The surveys in the study assessed whether students knew about the major events and important anecdotes from their parents’ and grandparents’ lives. The surveys also looked how developed the students’ identities were based on standard measures—whether they were close with family, how they had arrived at their political and religious views, how they had explored occupational options and how committed they were to their values.
The results indicated that many adolescents have high levels of family history knowledge. About 77 percent of the participants knew the answers to three-quarters of the family history questions. The more they knew, the more likely they were to have developed a healthy sense of identity.
“Knowing where we come from expands our sense of who we are,” Hill said. He noted that family history enables adolescents to sift through the lessons accumulated in generations of ancestors’ experiences. “Obviously we get a sense of our identity from our parents, but if you can go back a generation or two, it just broadens the possible values that we might think are important in our lives.”
Hill saw firsthand how family history can inspire teens during previous research he conducted in Australia, in which adolescents were introduced to some of their family stories for the first time.
“There was a kid who found out about his grandfather who had been a marketer and came up with a famous advertising slogan for Cadbury chocolates,” Hill said. “It gave this young man a whole new direction in his life to realize that he had a family member who’d done this amazing thing. He gained confidence that maybe he could do something important as well.”

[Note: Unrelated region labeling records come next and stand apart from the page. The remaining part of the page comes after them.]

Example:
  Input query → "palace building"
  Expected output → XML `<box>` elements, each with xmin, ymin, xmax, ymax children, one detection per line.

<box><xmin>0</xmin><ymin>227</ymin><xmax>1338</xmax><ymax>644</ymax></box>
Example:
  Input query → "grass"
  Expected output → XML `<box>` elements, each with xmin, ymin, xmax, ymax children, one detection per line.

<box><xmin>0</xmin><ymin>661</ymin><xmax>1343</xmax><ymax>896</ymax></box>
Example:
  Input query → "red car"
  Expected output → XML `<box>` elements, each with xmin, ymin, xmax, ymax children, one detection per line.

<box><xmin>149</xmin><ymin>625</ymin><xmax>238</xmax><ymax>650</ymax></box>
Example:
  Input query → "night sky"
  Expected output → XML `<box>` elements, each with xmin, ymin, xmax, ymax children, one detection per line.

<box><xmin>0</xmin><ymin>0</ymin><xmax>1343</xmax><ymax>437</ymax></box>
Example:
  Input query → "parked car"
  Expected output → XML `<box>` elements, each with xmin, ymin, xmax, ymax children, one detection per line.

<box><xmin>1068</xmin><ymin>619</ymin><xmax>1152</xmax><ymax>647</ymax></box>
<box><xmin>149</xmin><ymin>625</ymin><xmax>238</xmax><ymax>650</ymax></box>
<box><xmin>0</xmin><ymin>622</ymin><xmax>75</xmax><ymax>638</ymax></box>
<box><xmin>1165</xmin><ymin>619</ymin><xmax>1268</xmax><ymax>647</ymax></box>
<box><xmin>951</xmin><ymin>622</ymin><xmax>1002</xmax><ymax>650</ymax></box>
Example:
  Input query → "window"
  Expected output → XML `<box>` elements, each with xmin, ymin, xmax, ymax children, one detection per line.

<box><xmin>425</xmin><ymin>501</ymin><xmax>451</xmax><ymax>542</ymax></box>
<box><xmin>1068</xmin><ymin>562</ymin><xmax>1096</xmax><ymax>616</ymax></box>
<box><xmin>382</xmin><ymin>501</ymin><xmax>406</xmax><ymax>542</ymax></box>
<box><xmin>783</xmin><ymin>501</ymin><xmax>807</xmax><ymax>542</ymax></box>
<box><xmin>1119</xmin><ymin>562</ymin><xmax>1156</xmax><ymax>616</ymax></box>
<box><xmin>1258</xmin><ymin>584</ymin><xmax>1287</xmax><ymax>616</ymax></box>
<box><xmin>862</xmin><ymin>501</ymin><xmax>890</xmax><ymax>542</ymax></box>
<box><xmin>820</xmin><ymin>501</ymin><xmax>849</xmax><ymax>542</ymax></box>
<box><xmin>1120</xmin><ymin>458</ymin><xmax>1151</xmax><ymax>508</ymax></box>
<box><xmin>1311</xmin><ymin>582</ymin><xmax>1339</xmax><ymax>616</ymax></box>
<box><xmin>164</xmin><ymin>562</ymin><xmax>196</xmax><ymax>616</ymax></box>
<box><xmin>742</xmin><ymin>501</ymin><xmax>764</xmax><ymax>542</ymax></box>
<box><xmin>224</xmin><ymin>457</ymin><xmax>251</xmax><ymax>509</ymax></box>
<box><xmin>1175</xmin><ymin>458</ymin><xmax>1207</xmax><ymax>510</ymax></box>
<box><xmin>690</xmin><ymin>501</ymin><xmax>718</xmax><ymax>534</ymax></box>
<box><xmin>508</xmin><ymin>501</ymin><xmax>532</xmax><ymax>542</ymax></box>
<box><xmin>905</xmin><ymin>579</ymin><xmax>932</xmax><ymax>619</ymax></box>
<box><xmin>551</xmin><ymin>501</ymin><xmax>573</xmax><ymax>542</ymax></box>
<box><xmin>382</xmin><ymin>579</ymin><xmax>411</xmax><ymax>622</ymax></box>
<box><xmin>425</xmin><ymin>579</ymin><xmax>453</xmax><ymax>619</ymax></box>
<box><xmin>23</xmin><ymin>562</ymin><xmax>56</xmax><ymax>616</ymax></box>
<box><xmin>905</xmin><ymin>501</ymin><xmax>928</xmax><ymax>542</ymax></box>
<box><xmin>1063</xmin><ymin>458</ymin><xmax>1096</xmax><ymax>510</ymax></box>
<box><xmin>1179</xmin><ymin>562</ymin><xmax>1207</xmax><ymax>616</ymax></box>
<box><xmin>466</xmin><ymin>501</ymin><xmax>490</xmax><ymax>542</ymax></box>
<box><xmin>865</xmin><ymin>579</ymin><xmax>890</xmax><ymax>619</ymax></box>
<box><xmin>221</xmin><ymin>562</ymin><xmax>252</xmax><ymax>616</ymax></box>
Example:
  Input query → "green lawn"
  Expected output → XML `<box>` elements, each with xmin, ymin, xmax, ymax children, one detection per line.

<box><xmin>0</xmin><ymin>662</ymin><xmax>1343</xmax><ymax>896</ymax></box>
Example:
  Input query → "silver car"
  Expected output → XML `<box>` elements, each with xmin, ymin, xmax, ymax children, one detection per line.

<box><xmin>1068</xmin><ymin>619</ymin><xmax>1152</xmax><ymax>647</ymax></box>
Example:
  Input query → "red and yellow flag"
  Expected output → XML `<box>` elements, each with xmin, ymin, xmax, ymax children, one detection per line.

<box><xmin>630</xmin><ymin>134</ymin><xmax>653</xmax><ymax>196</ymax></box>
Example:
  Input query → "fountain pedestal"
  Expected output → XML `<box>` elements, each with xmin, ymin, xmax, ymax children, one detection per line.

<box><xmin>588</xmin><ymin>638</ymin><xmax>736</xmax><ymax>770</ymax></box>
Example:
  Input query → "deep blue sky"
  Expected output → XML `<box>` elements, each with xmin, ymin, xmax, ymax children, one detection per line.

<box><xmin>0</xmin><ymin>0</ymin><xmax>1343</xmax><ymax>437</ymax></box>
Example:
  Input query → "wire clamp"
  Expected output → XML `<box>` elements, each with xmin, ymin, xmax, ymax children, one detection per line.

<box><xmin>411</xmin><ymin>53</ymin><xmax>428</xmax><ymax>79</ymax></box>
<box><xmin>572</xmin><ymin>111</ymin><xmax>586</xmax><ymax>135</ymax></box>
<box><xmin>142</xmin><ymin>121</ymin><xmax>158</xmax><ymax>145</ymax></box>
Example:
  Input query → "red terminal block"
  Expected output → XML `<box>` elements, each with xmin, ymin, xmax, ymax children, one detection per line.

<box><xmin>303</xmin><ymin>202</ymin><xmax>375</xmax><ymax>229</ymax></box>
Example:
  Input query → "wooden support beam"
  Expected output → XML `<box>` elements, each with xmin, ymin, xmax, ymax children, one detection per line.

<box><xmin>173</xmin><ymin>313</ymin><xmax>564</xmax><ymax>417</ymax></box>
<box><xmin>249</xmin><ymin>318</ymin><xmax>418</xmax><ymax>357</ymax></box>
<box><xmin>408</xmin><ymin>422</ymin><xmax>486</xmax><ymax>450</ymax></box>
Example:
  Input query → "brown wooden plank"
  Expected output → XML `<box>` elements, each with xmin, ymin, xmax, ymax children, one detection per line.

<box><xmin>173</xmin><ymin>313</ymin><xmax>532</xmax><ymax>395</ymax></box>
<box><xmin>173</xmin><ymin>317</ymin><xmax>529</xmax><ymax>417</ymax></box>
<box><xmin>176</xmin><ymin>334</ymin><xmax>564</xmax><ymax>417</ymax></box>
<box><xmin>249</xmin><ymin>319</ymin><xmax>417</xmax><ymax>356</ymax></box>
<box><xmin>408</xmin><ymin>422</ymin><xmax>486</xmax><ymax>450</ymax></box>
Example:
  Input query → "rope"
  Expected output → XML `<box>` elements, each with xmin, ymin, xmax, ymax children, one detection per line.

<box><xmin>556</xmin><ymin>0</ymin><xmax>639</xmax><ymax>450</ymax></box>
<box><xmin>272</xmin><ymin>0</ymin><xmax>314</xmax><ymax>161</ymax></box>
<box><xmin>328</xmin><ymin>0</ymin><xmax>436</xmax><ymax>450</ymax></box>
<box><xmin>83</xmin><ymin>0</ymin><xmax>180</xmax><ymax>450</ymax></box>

The way that stories are shared matters, too. One caveat in the study’s findings is that knowing a lot of family history can limit the independence adolescents feel in their families, possibly because they feel pressure to conform to family narratives. Teachers and parents can prevent this effect by discussing family history in ways that allow adolescents to develop autonomy by interpreting stories themselves, without demands to assign them a particular meaning.
There are several ways to encourage exploration and discovery while sharing family history, noted coauthor Clive Haydon. Possibilities include telling stories around the dinner table, creating family-history focused rituals like celebrating ancestors’ birthdays or vacationing in places family members previously lived.
“Sharing family history is most likely to influence positive adolescent identity development when it promotes positive relationships, respects agency and invites personal reflection,” Haydon concluded.